In relation to demand for cover, many respondents (40%) expected demand to decline in the coming months because of the prevailing economic conditions. But some respondents noted that insurers could benefit from increased demand if they became more attractive markets as a result of rivals’ financial strength rating being downgraded.

The majority of respondents once again expected the profitability of this class to decline this year, owing to rising claims costs and rising reinsurance costs. One underwriter pointed to the fact that few insurers were properly pricing the impact of weather events. “Few insurers are building this into their technical price. Inevitably this decision will hurt a number when the next event occurs.”

Property owners’ risks

Rates, once again, were expected to increase for this line of business. Some respondents expected claims to increase in the coming months. Little change was predicted in capacity, policy coverage and demand for cover.

On pricing, underwriters spoke of small premium increases. “Property owner-type business (residential and commercial let) profitability has suffered as a result of recent weather (flood and freeze) events and underwriting results have deteriorated. A general rate increase is necessary to restore acceptable underwriting margins,” said one insurer. Another said: “Small premium increases are being sought in the market and achieved.”

A further underwriter noted: “Price increases are being resisted and there is no general move to repair balance sheets or make up loss of investment returns.
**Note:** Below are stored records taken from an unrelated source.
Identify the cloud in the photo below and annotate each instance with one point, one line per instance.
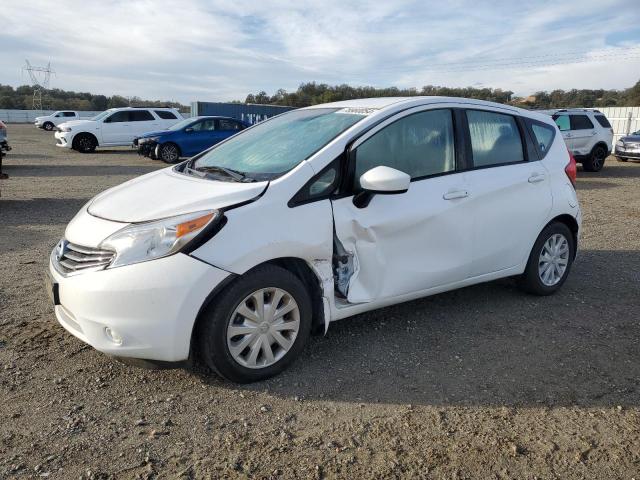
(222, 50)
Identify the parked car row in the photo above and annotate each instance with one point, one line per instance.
(187, 138)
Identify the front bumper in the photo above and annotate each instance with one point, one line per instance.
(151, 306)
(63, 139)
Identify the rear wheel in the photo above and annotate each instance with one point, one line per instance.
(550, 260)
(85, 143)
(168, 152)
(595, 161)
(257, 326)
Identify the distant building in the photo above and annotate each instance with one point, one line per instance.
(248, 112)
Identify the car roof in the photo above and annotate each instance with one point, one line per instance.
(384, 105)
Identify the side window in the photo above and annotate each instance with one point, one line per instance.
(581, 122)
(320, 186)
(543, 135)
(165, 115)
(495, 138)
(204, 126)
(602, 120)
(226, 124)
(563, 122)
(420, 144)
(122, 116)
(140, 116)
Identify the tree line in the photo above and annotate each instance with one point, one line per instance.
(21, 98)
(313, 93)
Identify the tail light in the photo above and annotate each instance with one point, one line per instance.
(571, 170)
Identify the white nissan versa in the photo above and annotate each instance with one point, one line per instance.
(315, 215)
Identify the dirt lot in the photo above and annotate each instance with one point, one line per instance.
(485, 382)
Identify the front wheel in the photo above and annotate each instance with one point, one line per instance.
(550, 260)
(595, 161)
(168, 153)
(257, 326)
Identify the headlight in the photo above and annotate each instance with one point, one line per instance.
(140, 242)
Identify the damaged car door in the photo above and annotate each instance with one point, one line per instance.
(409, 242)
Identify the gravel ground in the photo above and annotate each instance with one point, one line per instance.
(484, 382)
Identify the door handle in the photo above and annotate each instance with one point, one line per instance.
(536, 177)
(455, 194)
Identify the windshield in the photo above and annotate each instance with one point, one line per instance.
(277, 145)
(101, 115)
(180, 125)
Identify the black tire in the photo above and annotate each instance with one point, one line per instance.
(169, 152)
(85, 143)
(211, 332)
(530, 280)
(595, 161)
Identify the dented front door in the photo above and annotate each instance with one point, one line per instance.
(405, 243)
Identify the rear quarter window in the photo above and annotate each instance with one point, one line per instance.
(543, 136)
(602, 120)
(165, 115)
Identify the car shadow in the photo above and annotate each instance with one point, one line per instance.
(83, 170)
(488, 344)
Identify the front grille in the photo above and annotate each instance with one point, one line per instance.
(71, 258)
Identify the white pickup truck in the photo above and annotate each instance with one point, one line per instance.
(49, 122)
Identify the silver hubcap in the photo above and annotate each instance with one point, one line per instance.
(263, 328)
(553, 260)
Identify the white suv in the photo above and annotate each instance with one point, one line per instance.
(588, 135)
(49, 122)
(114, 127)
(312, 216)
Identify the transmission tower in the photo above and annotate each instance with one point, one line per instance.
(39, 86)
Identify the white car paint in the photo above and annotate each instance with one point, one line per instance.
(109, 133)
(56, 118)
(444, 232)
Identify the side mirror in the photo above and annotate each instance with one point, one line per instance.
(381, 180)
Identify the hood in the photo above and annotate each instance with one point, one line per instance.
(166, 193)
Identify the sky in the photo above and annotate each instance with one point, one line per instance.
(214, 50)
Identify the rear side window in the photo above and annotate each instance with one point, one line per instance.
(563, 122)
(602, 120)
(495, 138)
(165, 115)
(543, 136)
(420, 144)
(122, 116)
(140, 116)
(580, 122)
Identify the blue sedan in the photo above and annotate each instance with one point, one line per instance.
(187, 138)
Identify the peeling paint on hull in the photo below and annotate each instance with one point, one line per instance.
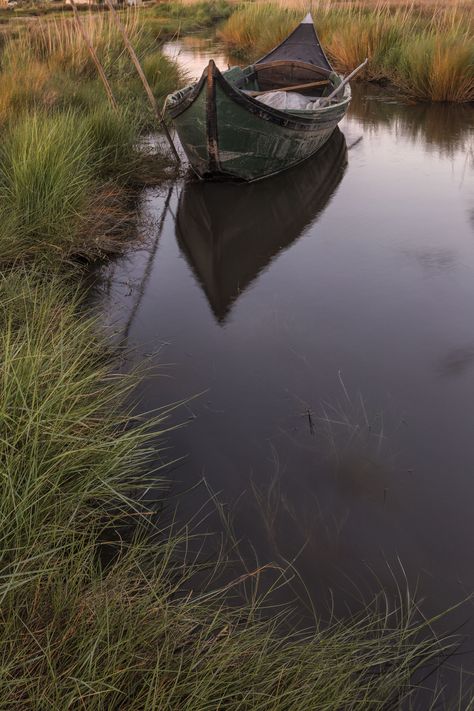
(228, 135)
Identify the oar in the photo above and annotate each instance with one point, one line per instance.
(325, 99)
(141, 74)
(295, 87)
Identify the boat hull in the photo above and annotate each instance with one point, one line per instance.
(229, 135)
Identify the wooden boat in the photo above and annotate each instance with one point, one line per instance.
(228, 133)
(216, 222)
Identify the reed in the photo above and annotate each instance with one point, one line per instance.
(55, 197)
(94, 614)
(428, 55)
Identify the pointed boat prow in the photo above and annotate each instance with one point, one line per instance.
(229, 129)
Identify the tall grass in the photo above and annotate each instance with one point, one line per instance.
(56, 199)
(136, 632)
(47, 64)
(429, 55)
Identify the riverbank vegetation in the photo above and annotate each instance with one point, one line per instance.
(69, 161)
(100, 604)
(92, 618)
(426, 52)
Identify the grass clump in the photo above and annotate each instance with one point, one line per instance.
(46, 176)
(56, 197)
(178, 18)
(428, 55)
(135, 633)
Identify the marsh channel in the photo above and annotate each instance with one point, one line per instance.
(318, 327)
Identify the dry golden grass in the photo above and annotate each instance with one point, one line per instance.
(429, 55)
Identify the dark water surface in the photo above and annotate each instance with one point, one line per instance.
(326, 317)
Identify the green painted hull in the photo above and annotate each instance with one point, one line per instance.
(227, 134)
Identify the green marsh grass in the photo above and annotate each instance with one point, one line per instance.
(429, 55)
(134, 630)
(57, 196)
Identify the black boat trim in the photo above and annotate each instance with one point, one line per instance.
(267, 113)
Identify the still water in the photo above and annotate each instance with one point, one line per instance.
(324, 320)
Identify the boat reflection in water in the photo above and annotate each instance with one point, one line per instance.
(231, 232)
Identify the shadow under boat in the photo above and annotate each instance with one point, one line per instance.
(230, 233)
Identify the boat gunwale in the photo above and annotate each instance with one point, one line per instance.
(290, 120)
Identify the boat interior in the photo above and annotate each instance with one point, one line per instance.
(290, 75)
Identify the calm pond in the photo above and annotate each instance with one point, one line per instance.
(325, 321)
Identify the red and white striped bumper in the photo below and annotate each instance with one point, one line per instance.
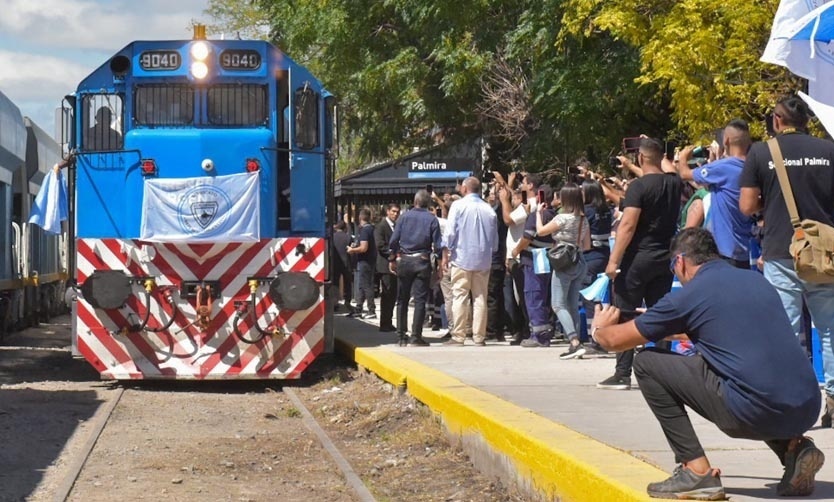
(189, 349)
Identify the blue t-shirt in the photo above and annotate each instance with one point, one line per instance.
(730, 227)
(736, 322)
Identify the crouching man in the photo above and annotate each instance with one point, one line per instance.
(750, 376)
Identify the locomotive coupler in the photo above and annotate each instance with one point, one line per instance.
(204, 309)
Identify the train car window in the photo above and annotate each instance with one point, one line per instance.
(102, 116)
(164, 105)
(306, 118)
(238, 105)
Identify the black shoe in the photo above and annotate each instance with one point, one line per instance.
(594, 350)
(574, 352)
(615, 383)
(686, 484)
(802, 462)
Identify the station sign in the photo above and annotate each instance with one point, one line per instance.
(440, 168)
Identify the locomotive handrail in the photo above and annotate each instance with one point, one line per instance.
(16, 231)
(290, 150)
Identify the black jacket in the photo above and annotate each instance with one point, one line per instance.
(382, 236)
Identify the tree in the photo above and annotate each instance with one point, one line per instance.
(703, 53)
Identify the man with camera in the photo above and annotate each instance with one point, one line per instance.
(770, 394)
(638, 264)
(730, 227)
(416, 239)
(809, 163)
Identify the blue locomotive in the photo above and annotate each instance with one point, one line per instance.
(198, 185)
(33, 267)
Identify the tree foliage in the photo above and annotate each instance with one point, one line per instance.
(703, 53)
(544, 81)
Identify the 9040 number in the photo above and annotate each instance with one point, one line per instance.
(240, 60)
(160, 60)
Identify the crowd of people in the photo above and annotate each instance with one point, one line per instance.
(508, 256)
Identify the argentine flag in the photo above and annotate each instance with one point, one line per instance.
(202, 209)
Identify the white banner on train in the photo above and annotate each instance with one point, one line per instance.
(204, 209)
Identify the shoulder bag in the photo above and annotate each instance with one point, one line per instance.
(812, 245)
(565, 255)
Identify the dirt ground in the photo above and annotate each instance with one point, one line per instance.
(237, 441)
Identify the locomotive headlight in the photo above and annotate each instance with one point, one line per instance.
(199, 51)
(199, 70)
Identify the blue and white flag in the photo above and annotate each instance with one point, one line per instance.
(51, 206)
(598, 290)
(541, 264)
(204, 209)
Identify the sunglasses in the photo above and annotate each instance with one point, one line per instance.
(675, 260)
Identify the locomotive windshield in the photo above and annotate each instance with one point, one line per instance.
(238, 105)
(164, 105)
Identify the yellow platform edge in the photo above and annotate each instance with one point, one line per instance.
(557, 462)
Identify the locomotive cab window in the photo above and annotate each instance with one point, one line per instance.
(102, 118)
(238, 105)
(306, 118)
(164, 105)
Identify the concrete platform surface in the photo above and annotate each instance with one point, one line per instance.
(546, 421)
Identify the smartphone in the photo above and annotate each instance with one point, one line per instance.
(631, 144)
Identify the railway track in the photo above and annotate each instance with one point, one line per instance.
(337, 436)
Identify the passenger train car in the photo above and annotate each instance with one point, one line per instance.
(199, 176)
(33, 267)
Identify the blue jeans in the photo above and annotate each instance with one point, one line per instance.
(820, 302)
(564, 296)
(536, 287)
(364, 280)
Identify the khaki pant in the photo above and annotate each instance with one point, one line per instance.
(463, 283)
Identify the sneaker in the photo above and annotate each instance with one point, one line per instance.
(615, 383)
(686, 484)
(802, 462)
(574, 352)
(535, 341)
(417, 342)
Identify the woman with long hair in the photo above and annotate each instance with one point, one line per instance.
(569, 226)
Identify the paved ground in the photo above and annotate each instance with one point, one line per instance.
(564, 392)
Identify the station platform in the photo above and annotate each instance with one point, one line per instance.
(540, 423)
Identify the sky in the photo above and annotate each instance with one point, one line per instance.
(48, 46)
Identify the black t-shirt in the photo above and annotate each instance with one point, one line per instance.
(737, 324)
(366, 233)
(658, 196)
(809, 162)
(499, 256)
Most increases are based on underperforming or underpriced business.”

There were mixed views on claims, with half the respondents expecting volumes to increase, while the remainder predicted levels to remain stable.

“As ever, this is dependent upon the weather and the economy. Unoccupied properties (for example, resulting from business failures or evictions due to non-payment of rent) tend to be a problem as they are often targets for vandalism/arson and suffer increased volumes/severity of water damage claims,” said one insurer.

Insurers said that demand for cover was expected to be generally stable in the coming months, although some had said the previous six months had seen demand increase slightly. Two respondents noted that there had been increased demand for quotations, owing to the rate increases imposed by some insurers that had prompted customers to look elsewhere.

In terms of the future profitability of this class, there was a mixture of views, with some predicting an increase compared to last year.

Half the respondents said profitability would decline.